Keyboard Cat’s creator files infringement lawsuit

Suit claims ‘Scribblenauts’ game uses his trademarked feline
By The Spokesman-Review

Fatso the Keyboard Cat, an Internet sensation thanks to the music video Charlie Schmidt recorded in 1986 in Spokane, is now at the center of a lawsuit alleging that Warner Bros. misappropriated his image.
(Full-size photo)

Fatso is back in court again.

Fatso, the keyboard-tickling cat used by Spokane graphic artist Charlie Schmidt in the 1985 video “Keyboard Cat,” is at the center of a recent lawsuit filed by Schmidt against the companies behind a popular video game.

Filed in federal court in Los Angeles, the lawsuit says Warner Bros. and Fifth Cell Media used cartoon representations of Fatso without permission in their video game “Scribblenauts.” Schmidt is claiming copyright and trademark infringement.

The suit also alleges the two companies misused images of Nyan Cat, another popular Web-based figure created by Texas artist Chris Torres.

Possible damages would be established at trial.

Attempts to reach Warner Bros. and Fifth Cell were unsuccessful.

Schmidt last year signed a settlement with a Chicago T-shirt company that used Keyboard Cat images on shirts sold on the Internet.
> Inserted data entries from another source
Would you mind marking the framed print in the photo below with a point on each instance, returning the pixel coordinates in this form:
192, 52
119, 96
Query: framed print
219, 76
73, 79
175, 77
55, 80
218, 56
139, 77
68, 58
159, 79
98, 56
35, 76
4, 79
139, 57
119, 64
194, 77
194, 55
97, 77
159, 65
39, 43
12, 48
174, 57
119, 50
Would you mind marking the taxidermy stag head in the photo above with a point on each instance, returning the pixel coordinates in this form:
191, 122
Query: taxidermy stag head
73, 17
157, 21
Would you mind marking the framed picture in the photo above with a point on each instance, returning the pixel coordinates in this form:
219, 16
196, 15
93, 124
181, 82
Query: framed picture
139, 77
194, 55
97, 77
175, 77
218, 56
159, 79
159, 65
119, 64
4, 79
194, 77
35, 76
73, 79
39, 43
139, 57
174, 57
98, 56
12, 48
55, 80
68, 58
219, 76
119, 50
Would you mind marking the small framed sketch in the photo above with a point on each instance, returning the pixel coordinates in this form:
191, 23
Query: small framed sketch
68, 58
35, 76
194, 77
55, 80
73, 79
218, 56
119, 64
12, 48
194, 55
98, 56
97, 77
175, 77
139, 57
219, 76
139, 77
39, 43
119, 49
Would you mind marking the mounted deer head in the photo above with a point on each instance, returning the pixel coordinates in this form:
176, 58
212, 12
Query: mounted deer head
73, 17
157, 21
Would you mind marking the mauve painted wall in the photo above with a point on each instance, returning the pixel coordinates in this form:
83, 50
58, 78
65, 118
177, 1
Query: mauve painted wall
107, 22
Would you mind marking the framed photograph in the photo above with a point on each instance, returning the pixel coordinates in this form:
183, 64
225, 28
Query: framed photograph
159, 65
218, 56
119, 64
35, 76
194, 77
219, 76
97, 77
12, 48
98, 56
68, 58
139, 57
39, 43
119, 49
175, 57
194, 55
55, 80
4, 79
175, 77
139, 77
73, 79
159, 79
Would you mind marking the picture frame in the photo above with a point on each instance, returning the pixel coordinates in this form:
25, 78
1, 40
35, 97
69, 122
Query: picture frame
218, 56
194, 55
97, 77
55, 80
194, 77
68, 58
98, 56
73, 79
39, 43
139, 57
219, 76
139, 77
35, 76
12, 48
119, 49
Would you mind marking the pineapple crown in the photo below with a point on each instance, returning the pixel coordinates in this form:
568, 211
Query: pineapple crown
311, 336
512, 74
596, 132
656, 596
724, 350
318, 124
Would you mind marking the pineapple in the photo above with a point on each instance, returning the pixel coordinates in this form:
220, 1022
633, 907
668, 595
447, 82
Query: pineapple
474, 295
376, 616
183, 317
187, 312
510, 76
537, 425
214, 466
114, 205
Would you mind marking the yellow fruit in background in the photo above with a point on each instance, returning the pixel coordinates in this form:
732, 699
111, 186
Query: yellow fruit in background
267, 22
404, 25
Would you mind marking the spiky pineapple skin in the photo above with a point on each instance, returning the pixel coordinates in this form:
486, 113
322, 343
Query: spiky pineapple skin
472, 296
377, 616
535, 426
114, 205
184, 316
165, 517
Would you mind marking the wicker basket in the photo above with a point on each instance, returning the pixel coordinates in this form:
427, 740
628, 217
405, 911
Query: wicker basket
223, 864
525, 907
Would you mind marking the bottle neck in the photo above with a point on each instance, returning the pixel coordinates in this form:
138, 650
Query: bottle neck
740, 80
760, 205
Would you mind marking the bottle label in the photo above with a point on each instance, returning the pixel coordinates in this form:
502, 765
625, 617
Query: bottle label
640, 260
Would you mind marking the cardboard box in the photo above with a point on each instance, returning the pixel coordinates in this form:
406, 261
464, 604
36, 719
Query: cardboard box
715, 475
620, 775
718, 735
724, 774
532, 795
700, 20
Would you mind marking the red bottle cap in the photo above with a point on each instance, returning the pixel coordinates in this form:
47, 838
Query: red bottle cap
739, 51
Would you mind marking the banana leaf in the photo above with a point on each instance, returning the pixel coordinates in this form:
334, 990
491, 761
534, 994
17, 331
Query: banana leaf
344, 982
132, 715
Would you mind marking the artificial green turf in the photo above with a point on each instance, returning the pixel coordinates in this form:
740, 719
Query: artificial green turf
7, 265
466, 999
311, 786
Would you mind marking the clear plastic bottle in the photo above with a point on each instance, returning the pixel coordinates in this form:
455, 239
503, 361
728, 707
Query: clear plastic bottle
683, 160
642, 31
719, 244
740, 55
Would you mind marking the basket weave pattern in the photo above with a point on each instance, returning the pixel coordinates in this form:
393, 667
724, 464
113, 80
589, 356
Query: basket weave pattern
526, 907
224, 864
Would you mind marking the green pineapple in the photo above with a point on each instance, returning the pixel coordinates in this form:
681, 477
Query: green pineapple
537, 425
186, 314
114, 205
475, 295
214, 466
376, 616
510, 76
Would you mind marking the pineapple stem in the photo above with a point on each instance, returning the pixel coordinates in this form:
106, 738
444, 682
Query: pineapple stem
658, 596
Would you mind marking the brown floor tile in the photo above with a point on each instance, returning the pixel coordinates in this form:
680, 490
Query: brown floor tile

The amount of the settlement was not disclosed and the company ceased to use the image.

In the original homemade video, Fatso wore a small shirt and seemed to play an electronic keyboard with its paws. A version of the video was uploaded on the Internet years later and soon became wildly popular.

Fatso died in 2000, but Schmidt has licensed the Keyboard Cat image and trademark. Licensing is managed by employee Ben Lashes, the son of Spokesman-Review columnist Doug Clark.

Schmidt said he learned about the “Scribblenauts” usage from people who played the game. When the first version was released in 2009, gamers sent emails to Schmidt thanking him for adding Fatso, he said.

Schmidt first registered a copyright of his Keyboard Cat creation in 2010. Warner Bros. continued to use Schmidt’s protected cat in later versions of “Scribblenauts,” right up through the latest edition released in 2012, attorney Steve Rothschild said.

That sequence of dates allows Schmidt to seek not only actual damages, but also statutory damages, enhanced damages and attorneys’ fees, Rothschild said.

What’s notable in this case, Rothschild added, is the reversal of usual roles.